Brevard County commissioners voted to direct staff to study and return with a public-facing plan to notify residents about PFAS (per- and polyfluoroalkyl substances) testing results and mitigation options.
The action followed a 20-minute presentation by Stell Bailey, a PFAS advocate and cancer survivor, who outlined how PFAS — a family of thousands of man-made “forever chemicals” used in firefighting foam, industrial processes and biosolids — persist in groundwater and accumulate in human blood and organs. "PFAS is linked to kidney and testicular cancer," Bailey said, urging local officials to provide straightforward testing information and interim protections for residents while long-term solutions are implemented.
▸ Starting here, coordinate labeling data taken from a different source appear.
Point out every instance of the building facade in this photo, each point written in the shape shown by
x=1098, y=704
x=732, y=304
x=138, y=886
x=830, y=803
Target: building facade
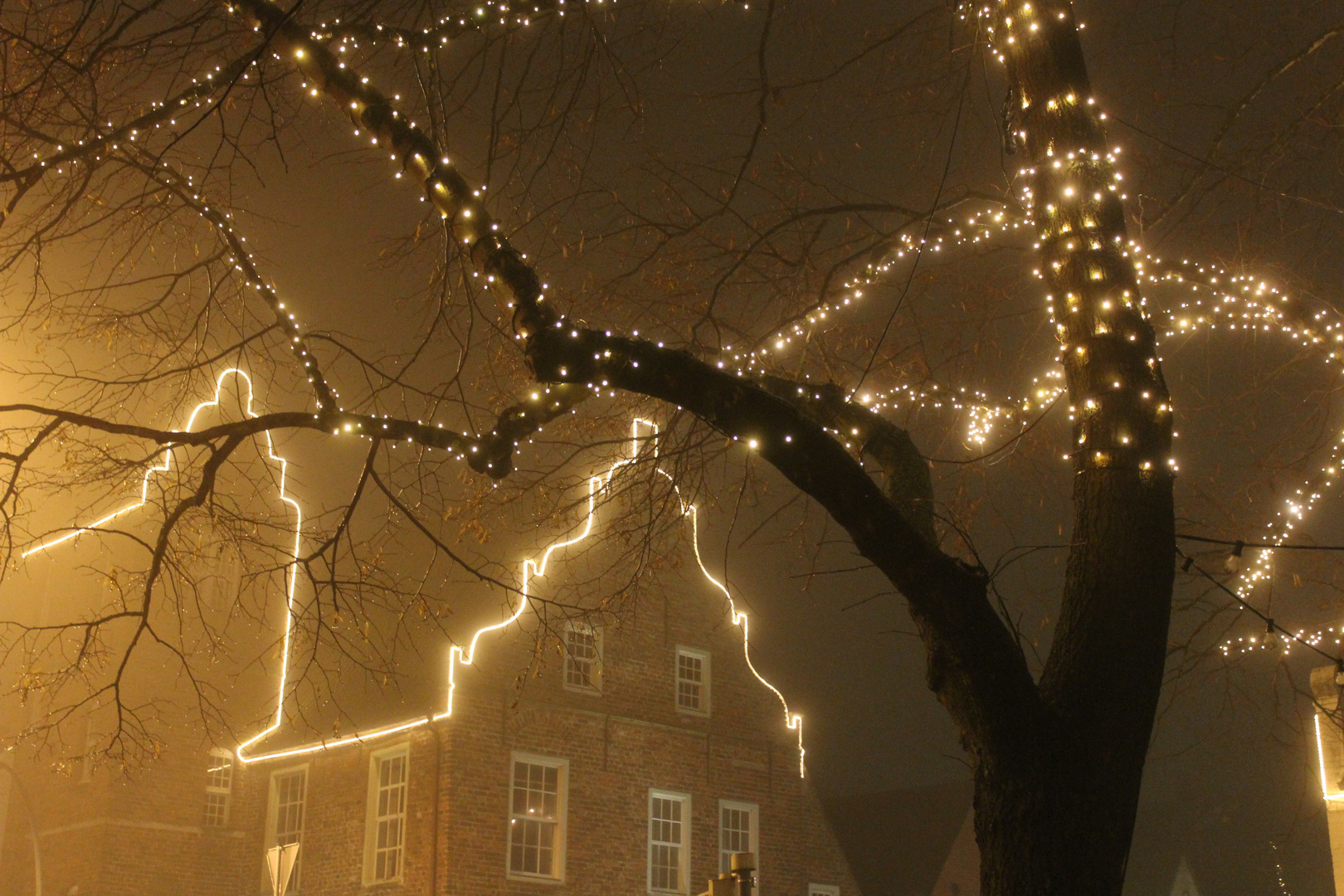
x=635, y=761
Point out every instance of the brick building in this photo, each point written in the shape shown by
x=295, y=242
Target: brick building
x=643, y=754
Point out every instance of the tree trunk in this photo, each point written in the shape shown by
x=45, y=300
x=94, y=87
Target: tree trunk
x=1058, y=763
x=1055, y=811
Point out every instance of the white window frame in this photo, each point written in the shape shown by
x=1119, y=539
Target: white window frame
x=212, y=759
x=562, y=805
x=753, y=833
x=272, y=811
x=706, y=679
x=684, y=864
x=594, y=685
x=373, y=818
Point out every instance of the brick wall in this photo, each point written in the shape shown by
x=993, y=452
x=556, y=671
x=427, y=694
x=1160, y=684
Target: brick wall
x=121, y=835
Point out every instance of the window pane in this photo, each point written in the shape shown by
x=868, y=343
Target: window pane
x=290, y=816
x=665, y=843
x=390, y=818
x=689, y=681
x=734, y=835
x=535, y=824
x=581, y=659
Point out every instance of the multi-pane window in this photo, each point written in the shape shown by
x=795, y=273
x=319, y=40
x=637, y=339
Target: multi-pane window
x=670, y=829
x=219, y=786
x=386, y=826
x=693, y=681
x=737, y=832
x=288, y=791
x=537, y=818
x=582, y=659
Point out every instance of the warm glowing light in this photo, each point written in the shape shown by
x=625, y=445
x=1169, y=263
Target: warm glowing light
x=533, y=568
Why it matters: Brevard relies heavily on groundwater for drinking water in many service areas, and several well results presented to the board showed concentrations above the federal reference level Bailey cited. Commissioners and residents described pockets of elevated levels — Bailey and the county presentation cited results ranging from low single digits to the tens of parts per trillion in some wells — and said advance public notice would allow households to consider interim measures such as point-of-use filters.
What the board voted to do: By unanimous voice vote, commissioners directed county staff to evaluate the feasibility of a county web page that would publish PFAS testing results and provide links to EPA and Florida Department of Environmental Protection guidance. The board asked staff to return with recommendations within about 30 days and to coordinate language with state and federal officials before publication.
Staff and technical details: Utilities staff (Eddie, Utilities Director) told commissioners the county conducts quarterly PFAS testing and supplemental sampling when requested by state or federal agencies, and that results are reported to state regulators. Eddie said the county has not yet routinely posted a centralized, county-maintained PFAS results page. He also explained that future reverse-osmosis (RO) plants planned for some service areas would remove PFAS but would produce a concentrated brine stream requiring deep-injection disposal wells as part of plant design.
Public reaction and next steps: Several residents recounted family cancer histories and pressed the board to notify affected users promptly. Commissioner Delaney, who brought the item forward, said she would also consult directly with affected neighborhoods before the return presentation. Staff will draft recommended content (simple explanatory text, links to EPA/FDEP, and the county’s measured values) and report back to the board at a future meeting.
The board’s direction was procedural — it does not change testing protocols or require immediate remediation — but it establishes county-level public communication and commits staff to return with an implementation plan.